Quelque part, il est heureux pour Jordan Bardella que cette affaire ne soit pas sortie plus tôt. Car elle aurait considérablement égratigné l’image du parti « anti-système ». Devant la polémique qui ne cesse d’enfler depuis mardi soir, Édouard Philippe a très vite répondu. Sur le plateau de BFMTV, le maire du Havre a d’abord relativisé.
« Oui c’est vrai, nous avons dîné, parce qu’on se connaît peu et nous avons constaté à l’occasion du dîner, qui était très cordial, que nous avions des désaccords très profonds sur de très nombreux sujets. »

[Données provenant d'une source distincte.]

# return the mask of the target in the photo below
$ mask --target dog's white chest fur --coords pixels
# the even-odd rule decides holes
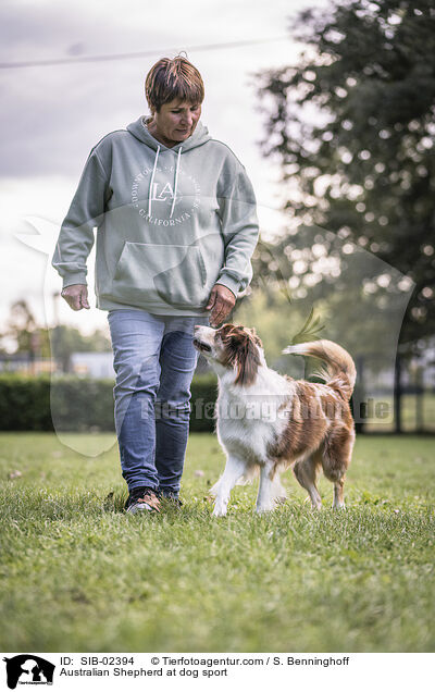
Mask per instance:
[[[232,376],[225,373],[219,383],[217,438],[229,456],[262,465],[287,424],[291,383],[265,367],[249,387],[233,385]]]

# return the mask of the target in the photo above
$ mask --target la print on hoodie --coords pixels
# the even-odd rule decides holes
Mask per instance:
[[[167,148],[139,118],[91,149],[52,258],[63,287],[86,284],[95,226],[101,310],[204,316],[215,283],[237,296],[252,277],[252,185],[201,122]]]

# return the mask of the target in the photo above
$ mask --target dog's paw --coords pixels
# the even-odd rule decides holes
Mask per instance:
[[[273,509],[274,509],[273,505],[264,505],[264,506],[256,507],[256,511],[258,515],[265,515],[268,511],[273,511]]]
[[[213,509],[213,517],[225,517],[226,515],[226,507],[223,507],[222,505],[216,505]]]

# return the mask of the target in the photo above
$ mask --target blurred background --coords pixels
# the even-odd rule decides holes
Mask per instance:
[[[92,291],[73,312],[50,259],[90,149],[148,112],[148,70],[185,50],[201,120],[258,199],[254,277],[233,321],[293,376],[311,363],[287,344],[346,347],[359,432],[435,432],[433,2],[18,0],[0,27],[1,429],[113,430],[107,313]],[[88,267],[91,288],[94,252]],[[214,396],[201,359],[194,403]]]

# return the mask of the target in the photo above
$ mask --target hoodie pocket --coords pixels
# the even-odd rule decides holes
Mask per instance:
[[[197,245],[126,242],[113,277],[113,297],[123,301],[202,307],[207,272]]]

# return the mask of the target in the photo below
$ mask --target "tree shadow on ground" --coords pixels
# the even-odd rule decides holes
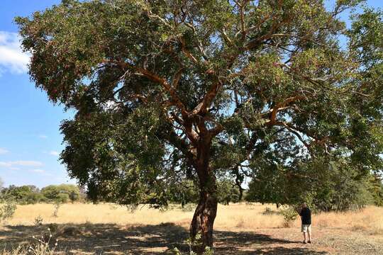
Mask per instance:
[[[12,249],[33,242],[32,236],[58,241],[62,254],[171,254],[177,247],[187,252],[187,230],[172,223],[157,225],[119,226],[112,224],[6,226],[0,231],[0,249]],[[215,231],[216,254],[325,254],[296,246],[296,242],[272,238],[256,232]]]

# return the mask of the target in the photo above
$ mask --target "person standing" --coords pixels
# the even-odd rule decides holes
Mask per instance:
[[[307,207],[307,204],[304,203],[301,210],[299,212],[302,221],[301,231],[304,233],[304,244],[311,243],[311,211]],[[309,236],[309,241],[307,237]]]

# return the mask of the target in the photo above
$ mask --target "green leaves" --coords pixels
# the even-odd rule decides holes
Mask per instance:
[[[267,188],[288,188],[294,160],[379,169],[382,13],[347,30],[339,13],[358,2],[73,0],[16,22],[36,86],[77,110],[62,125],[70,174],[166,205],[201,162]]]

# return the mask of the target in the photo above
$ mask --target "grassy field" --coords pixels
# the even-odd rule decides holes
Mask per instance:
[[[275,213],[264,214],[266,207]],[[68,254],[185,253],[187,230],[193,210],[166,211],[140,207],[132,212],[113,204],[65,204],[57,217],[54,205],[18,205],[11,220],[0,227],[0,249],[49,239],[55,253]],[[382,254],[383,208],[368,207],[345,213],[313,215],[311,244],[303,244],[299,220],[284,227],[284,219],[273,205],[220,205],[215,223],[217,254]],[[40,217],[42,225],[36,225]],[[35,237],[39,237],[38,238]],[[1,252],[0,251],[0,254]],[[15,253],[16,254],[16,253]]]

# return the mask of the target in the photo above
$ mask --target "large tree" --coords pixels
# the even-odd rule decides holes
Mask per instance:
[[[216,178],[241,190],[264,160],[333,154],[378,167],[382,15],[339,19],[359,1],[65,0],[16,21],[37,87],[77,110],[70,176],[94,199],[156,205],[194,179],[201,252]]]

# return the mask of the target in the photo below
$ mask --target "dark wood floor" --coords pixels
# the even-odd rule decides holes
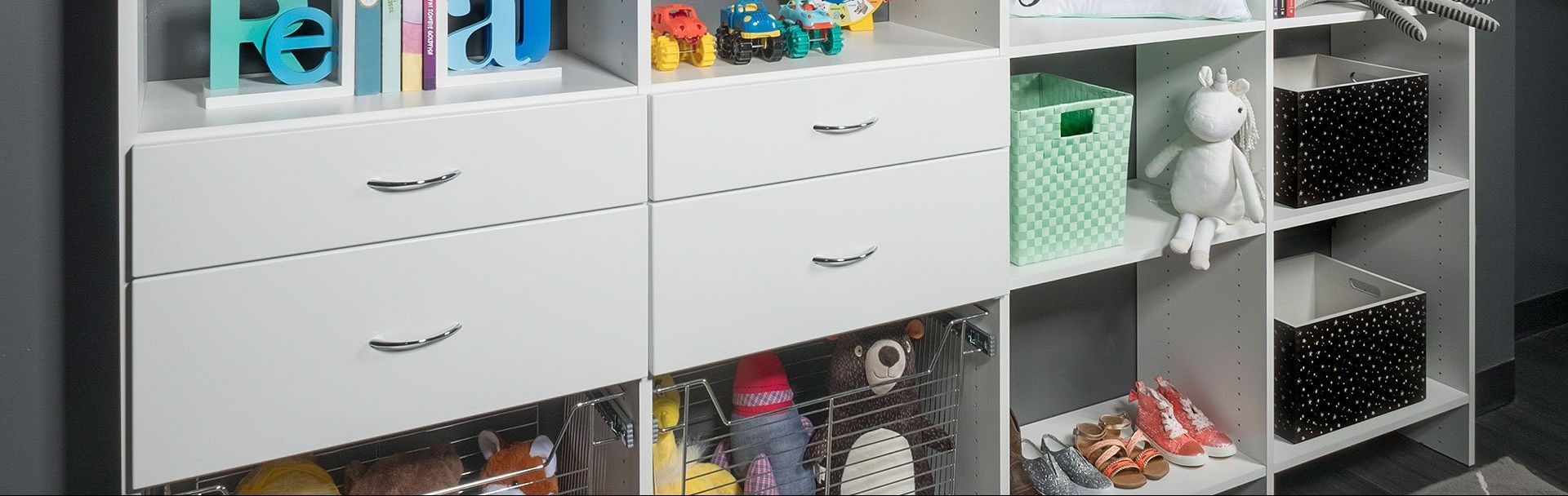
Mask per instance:
[[[1501,457],[1568,490],[1568,325],[1518,343],[1512,405],[1475,419],[1475,465]],[[1281,473],[1279,494],[1408,494],[1469,471],[1391,433]]]

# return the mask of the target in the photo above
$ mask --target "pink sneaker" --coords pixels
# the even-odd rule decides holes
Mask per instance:
[[[1231,443],[1231,437],[1220,432],[1220,429],[1214,429],[1214,422],[1209,421],[1209,416],[1203,415],[1203,410],[1198,410],[1192,404],[1192,399],[1176,391],[1176,386],[1170,380],[1165,380],[1165,377],[1156,376],[1154,383],[1160,386],[1156,390],[1160,396],[1176,402],[1176,421],[1187,429],[1193,440],[1198,440],[1198,444],[1203,444],[1204,454],[1209,454],[1212,458],[1225,458],[1236,454],[1236,443]]]
[[[1165,460],[1181,466],[1203,466],[1209,462],[1203,444],[1187,435],[1187,427],[1176,421],[1176,412],[1160,393],[1138,380],[1127,393],[1127,401],[1138,404],[1138,430],[1154,441],[1154,449],[1159,449]]]

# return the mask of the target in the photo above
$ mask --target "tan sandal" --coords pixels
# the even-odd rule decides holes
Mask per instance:
[[[1160,480],[1171,473],[1170,462],[1165,462],[1165,455],[1154,449],[1154,441],[1143,435],[1143,430],[1134,432],[1132,438],[1123,443],[1123,447],[1143,471],[1143,477]]]
[[[1149,482],[1148,477],[1143,477],[1138,463],[1123,455],[1127,449],[1126,444],[1121,440],[1109,438],[1099,426],[1090,422],[1079,424],[1073,430],[1073,438],[1079,454],[1090,465],[1094,465],[1094,469],[1105,474],[1113,487],[1135,490]]]
[[[1101,415],[1099,429],[1105,432],[1107,440],[1120,440],[1123,432],[1132,430],[1132,421],[1127,419],[1126,413]]]

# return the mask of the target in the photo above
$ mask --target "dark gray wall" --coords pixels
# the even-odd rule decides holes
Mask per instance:
[[[1568,2],[1516,0],[1519,147],[1516,171],[1518,285],[1527,300],[1568,288],[1568,97],[1560,80],[1568,74],[1563,45]],[[1482,86],[1485,88],[1485,86]]]
[[[1513,360],[1515,304],[1515,11],[1483,9],[1502,22],[1475,33],[1475,369]],[[1538,50],[1557,52],[1560,50]],[[1560,56],[1560,55],[1559,55]],[[1560,99],[1559,99],[1560,100]],[[1562,228],[1559,228],[1562,230]]]
[[[60,493],[61,3],[0,2],[0,493]]]

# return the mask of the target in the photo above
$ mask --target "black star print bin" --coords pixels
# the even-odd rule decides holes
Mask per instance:
[[[1427,75],[1327,55],[1275,59],[1275,202],[1427,182]]]
[[[1275,263],[1275,435],[1306,441],[1427,399],[1427,293],[1306,253]]]

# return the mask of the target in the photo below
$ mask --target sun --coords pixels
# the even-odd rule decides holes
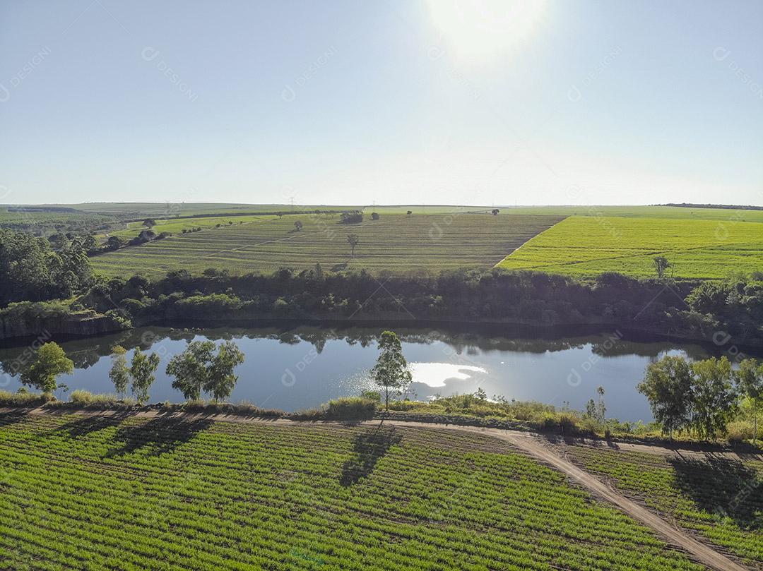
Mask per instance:
[[[546,0],[426,0],[443,41],[461,59],[487,59],[517,49],[546,12]]]

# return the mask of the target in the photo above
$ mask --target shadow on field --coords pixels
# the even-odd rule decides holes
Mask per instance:
[[[402,440],[394,426],[385,427],[381,424],[375,428],[359,432],[353,438],[354,454],[342,466],[339,482],[342,486],[352,486],[358,480],[369,475],[376,463],[387,451]]]
[[[124,419],[124,415],[101,415],[85,416],[61,425],[56,428],[52,435],[67,435],[69,438],[76,438],[87,436],[99,430],[116,426]]]
[[[198,432],[212,424],[214,421],[208,419],[189,420],[159,416],[142,424],[124,425],[114,435],[114,440],[121,441],[123,445],[110,450],[107,456],[121,456],[143,448],[159,456],[193,439]]]
[[[24,411],[4,412],[0,415],[0,428],[14,425],[18,422],[23,422],[28,418],[29,415]]]
[[[763,478],[755,470],[739,460],[710,455],[703,460],[673,457],[669,461],[678,486],[698,508],[731,518],[745,529],[763,527]]]

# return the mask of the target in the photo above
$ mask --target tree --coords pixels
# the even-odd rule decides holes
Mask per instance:
[[[207,367],[214,351],[211,341],[193,341],[167,364],[166,374],[175,377],[172,388],[182,393],[187,400],[198,400],[201,396],[208,380]]]
[[[227,399],[238,381],[233,369],[243,363],[244,355],[232,341],[226,341],[217,349],[207,369],[207,381],[204,390],[214,400]]]
[[[140,404],[148,400],[148,391],[156,380],[154,374],[159,367],[159,355],[152,353],[148,355],[135,349],[133,355],[133,364],[130,367],[130,376],[133,377],[133,394]]]
[[[402,394],[412,377],[408,363],[403,356],[400,338],[394,332],[382,332],[378,346],[382,353],[371,370],[371,376],[376,384],[384,389],[385,409],[389,410],[390,392]]]
[[[43,393],[53,393],[58,388],[58,376],[73,372],[74,361],[57,343],[51,342],[37,349],[34,362],[21,372],[21,383]]]
[[[360,210],[345,210],[340,214],[342,224],[359,224],[363,221],[363,213]]]
[[[649,399],[655,420],[671,440],[674,431],[689,425],[692,381],[691,368],[683,357],[666,356],[649,364],[644,380],[636,387]]]
[[[106,240],[106,246],[111,250],[118,250],[124,245],[126,242],[118,236],[111,236]]]
[[[596,390],[596,393],[599,395],[599,403],[597,406],[596,417],[599,422],[603,424],[607,415],[607,406],[604,405],[604,387],[599,386],[599,387]]]
[[[353,258],[355,258],[355,247],[360,242],[360,236],[357,234],[347,234],[347,242],[349,243],[349,247],[353,249]]]
[[[127,383],[130,382],[127,352],[127,349],[121,345],[115,345],[111,349],[111,368],[108,371],[108,378],[114,383],[114,388],[120,398],[127,391]]]
[[[734,379],[739,392],[750,400],[752,408],[752,444],[758,439],[758,413],[763,410],[763,364],[745,359],[735,371]]]
[[[731,363],[726,357],[691,364],[692,424],[700,438],[714,438],[725,433],[726,425],[737,409],[736,391],[732,385]]]
[[[670,268],[670,262],[668,261],[668,258],[662,255],[658,255],[655,257],[654,260],[655,271],[657,271],[657,277],[661,280],[663,276],[665,276],[665,271]]]

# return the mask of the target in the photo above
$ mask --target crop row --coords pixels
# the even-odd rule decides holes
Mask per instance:
[[[725,278],[763,267],[760,222],[571,217],[530,240],[498,265],[569,275],[617,271],[655,274],[653,258],[671,264],[671,275]]]
[[[587,447],[571,448],[568,454],[682,527],[763,569],[763,463]]]
[[[478,435],[77,416],[0,422],[12,569],[694,569]],[[348,466],[360,477],[343,480]]]
[[[296,231],[295,220],[304,227]],[[488,268],[558,217],[490,214],[383,216],[379,220],[343,225],[334,215],[284,217],[246,224],[224,225],[204,232],[175,235],[97,256],[93,266],[102,274],[124,271],[154,274],[207,268],[232,272],[268,272],[280,268],[330,270],[339,265],[393,271],[446,268]],[[357,234],[354,258],[346,242]]]

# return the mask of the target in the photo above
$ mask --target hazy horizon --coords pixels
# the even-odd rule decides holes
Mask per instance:
[[[0,202],[763,204],[763,3],[0,5]]]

Poussé par Gilles Bouleau, il a fini par justifier cette rencontre informelle avec Marine Le Pen, en évoquant son tempérament curieux :
« J’aime bien rencontrer des gens. »
De son côté, Thierry Solère précise que ce rendez-vous a eu lieu avant la dissolution de l’Assemblée nationale (le 9 juin 2024). Et que, contrairement aux faits énoncés par Libération, Édouard Philippe n’a pu échanger qu’une fois avec l’ancienne présidente du Rassemblement national. De son côté, le député Julien Odoul (RN) ne voit rien de scandaleux dans ce dîner. Qui prouve selon lui l’ouverture d’esprit de sa formation politique.
« Nous ne sommes pas sectaires. », a déclaré le parlementaire fraîchement réélu sur BFMTV.
Relation informelle, dialogues dans l’intérêt dans la nation ou réunion stratégique ? Nous le saurons un jour.